The chances are greater than 75% of reaching $300K by 2030 and it could be reached early next year or at the end of this year with less than 5% probability. The chances are greater than 75% of reaching $1 million by 2035, $3 million by 2040 mid-year and $10 million by late 2047.
About 80% of the probability space lies within a four year range for each price objective, with roughly two years on either side of the main trend, the quantile 0.5 or median level. About 50% of the probability space lies with a two year range.
Effect of quasi-periodic bubbles
The effect of bubbles is implicitly included with these quantile regressions, but not the bubble timing. We have seen that peaks occur in quasi-periodic fashion approximately every 4 years, including late 2013, late 2017, and a double peak in 2021. There is wide expectation for another bubble in 2025.
A bubble could accelerate the timings, but by the same token, another Bitcoin winter post-bubble bust could delay them.
If bubbles stay on the four year pattern, then 2029 and 2033 would have bubble peaks and inspecting Table 1, it would be reasonable to consider that $300K could be reached before 2029 with greater than 50% probability and $1 million could be reached a year or so sooner than the 2034 indication with 50% probability.
And if the table shows a trough year (which on the four-year pattern would be 2026, 2030, 2034 etc.) there could be a delay of a year or more in achieving a given target price level.
Summary
In summary, continuation of these quantile regressions suggest a price level of $300K in early 2029 plus or minus 2 years, $1 million at the start of 2034 plus or minus 2 years, $3 million early 2039 plus or minus 2 years, and $10 million at the start of 2046 minus a year or plus 3 years.

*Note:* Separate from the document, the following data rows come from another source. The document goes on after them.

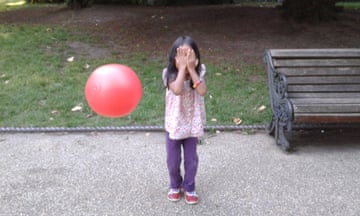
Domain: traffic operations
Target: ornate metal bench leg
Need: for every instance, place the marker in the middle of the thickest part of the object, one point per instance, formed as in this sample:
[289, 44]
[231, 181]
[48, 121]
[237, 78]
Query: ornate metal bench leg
[271, 127]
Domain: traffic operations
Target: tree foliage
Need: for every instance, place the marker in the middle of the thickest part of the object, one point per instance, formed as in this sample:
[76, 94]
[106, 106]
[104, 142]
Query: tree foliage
[310, 10]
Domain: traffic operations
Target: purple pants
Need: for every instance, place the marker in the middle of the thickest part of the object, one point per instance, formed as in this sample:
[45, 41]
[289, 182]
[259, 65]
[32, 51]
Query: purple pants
[191, 160]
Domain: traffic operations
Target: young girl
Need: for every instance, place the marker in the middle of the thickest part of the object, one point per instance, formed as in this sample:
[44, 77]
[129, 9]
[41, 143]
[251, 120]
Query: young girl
[184, 115]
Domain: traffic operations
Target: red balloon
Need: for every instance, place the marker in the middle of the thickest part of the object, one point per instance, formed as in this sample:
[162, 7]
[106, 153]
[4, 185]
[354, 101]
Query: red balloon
[113, 90]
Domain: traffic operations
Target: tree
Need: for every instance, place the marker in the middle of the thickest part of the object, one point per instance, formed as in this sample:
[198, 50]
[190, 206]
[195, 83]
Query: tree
[309, 10]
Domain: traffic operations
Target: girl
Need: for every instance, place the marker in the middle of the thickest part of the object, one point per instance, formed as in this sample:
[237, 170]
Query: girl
[184, 115]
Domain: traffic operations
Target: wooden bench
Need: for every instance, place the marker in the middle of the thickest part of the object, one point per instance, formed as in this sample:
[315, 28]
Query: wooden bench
[312, 86]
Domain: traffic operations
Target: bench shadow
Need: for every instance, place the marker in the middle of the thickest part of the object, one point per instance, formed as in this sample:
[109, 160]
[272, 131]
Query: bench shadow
[325, 140]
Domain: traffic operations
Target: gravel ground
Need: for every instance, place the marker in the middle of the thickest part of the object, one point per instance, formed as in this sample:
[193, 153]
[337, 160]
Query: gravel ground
[125, 173]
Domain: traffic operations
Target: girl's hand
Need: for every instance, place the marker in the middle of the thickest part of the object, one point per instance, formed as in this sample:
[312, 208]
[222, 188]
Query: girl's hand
[192, 61]
[180, 59]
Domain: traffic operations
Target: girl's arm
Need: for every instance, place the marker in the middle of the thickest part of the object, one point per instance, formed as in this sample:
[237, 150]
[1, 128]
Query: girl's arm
[201, 88]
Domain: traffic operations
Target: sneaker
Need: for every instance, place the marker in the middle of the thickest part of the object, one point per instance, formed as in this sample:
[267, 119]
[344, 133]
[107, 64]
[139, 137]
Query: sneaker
[174, 195]
[191, 198]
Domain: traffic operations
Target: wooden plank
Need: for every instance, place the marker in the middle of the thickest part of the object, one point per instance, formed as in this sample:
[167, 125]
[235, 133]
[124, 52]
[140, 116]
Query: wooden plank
[338, 118]
[319, 71]
[316, 62]
[296, 95]
[328, 101]
[318, 80]
[299, 53]
[323, 88]
[326, 108]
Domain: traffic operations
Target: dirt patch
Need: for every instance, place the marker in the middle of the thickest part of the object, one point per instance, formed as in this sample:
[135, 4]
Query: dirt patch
[225, 34]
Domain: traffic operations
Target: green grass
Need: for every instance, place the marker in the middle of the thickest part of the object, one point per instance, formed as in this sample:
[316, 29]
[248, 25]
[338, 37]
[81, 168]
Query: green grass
[39, 87]
[349, 5]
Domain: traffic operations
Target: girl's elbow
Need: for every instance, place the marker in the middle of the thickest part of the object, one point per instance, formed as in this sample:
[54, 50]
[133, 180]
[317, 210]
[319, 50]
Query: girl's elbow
[203, 93]
[177, 92]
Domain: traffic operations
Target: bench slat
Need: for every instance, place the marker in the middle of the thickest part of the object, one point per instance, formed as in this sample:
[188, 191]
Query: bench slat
[338, 71]
[327, 101]
[316, 62]
[335, 118]
[323, 88]
[301, 53]
[318, 80]
[323, 95]
[326, 108]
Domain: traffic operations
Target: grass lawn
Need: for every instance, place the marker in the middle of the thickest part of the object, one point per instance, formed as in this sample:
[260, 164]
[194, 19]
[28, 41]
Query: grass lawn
[40, 85]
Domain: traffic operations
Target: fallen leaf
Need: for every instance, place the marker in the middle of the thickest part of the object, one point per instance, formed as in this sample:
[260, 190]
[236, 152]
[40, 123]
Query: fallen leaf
[54, 112]
[237, 121]
[70, 59]
[261, 108]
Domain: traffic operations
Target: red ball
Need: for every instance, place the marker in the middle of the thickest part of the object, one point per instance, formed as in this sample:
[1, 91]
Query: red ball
[113, 90]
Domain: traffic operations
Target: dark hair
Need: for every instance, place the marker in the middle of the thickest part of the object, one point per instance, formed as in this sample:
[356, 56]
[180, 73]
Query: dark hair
[172, 71]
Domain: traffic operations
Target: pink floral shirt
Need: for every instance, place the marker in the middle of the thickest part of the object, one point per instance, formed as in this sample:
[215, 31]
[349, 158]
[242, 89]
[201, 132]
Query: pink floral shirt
[185, 114]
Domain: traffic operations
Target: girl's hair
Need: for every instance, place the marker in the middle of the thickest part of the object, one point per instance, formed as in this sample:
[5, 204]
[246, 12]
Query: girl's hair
[172, 71]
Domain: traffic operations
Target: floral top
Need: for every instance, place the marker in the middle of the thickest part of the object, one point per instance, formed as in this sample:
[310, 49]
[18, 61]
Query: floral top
[184, 114]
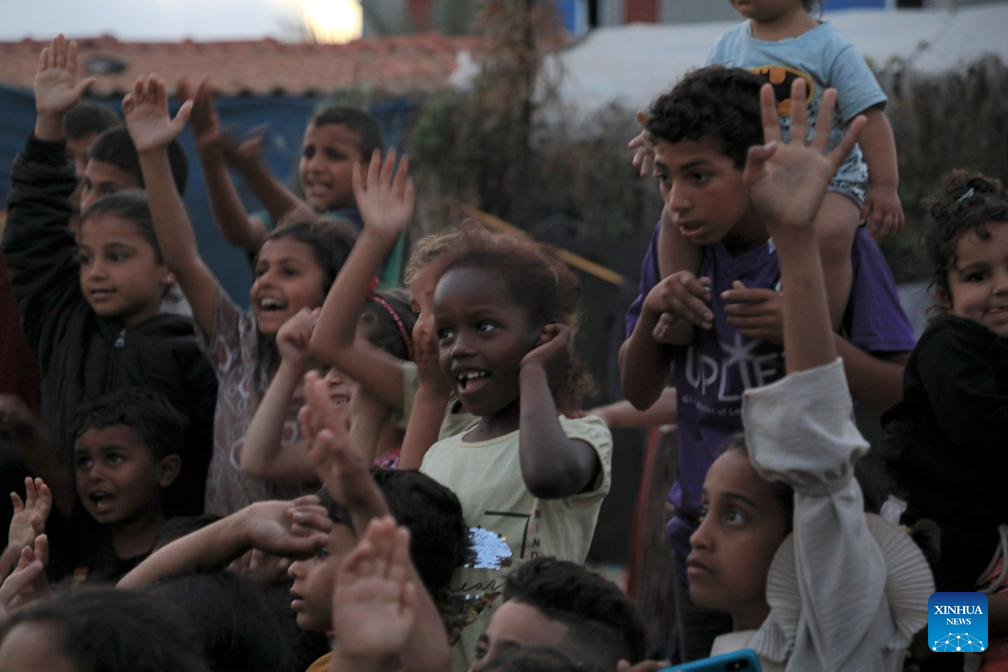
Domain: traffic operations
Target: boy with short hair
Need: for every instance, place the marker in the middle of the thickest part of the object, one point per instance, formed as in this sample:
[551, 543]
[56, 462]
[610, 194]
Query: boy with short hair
[126, 455]
[703, 130]
[91, 307]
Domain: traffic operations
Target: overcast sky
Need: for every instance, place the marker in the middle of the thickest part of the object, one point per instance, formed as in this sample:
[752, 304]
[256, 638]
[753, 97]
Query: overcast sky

The estimates are somewhat conservative since the bubbles are included for in terms of their overall effect on the quantile regression levels, in particular at 0.75 and above, but the timing of these is not directly considered.
A $300,000 Bitcoin price attainment in 2025 seems a stretch, but if we get an excursion above 0.97 in quantile terms and the bubble does not pop before year-end, it’s a possibility.
Thanks for this analysis, Stephen. The underlying assumption implicit in these price projections is that the system of supply and demand that has been driving Bitcoin’s price evolution over the last 14 years continues and no new, independent forces impact the system. It seems to me that the price evolution so far has been driven by global individual adoption growing proportional to time to the third power and market cap growing proportional to users squared. It’s not clear to me whether the introduction of large institutional investors like hedge funds and insurance companies; corporations like MicroStrategy and Semler Scientific; and nation states like Russia and the US represent a continuation of the individual adoption driver, somehow pre-ordained to enter the system at this moment, or if they constitute a new driver entering the system. If the latter, it seems likely that the demands of the new, large entities will add to the initial power law price trajectory, driving price higher.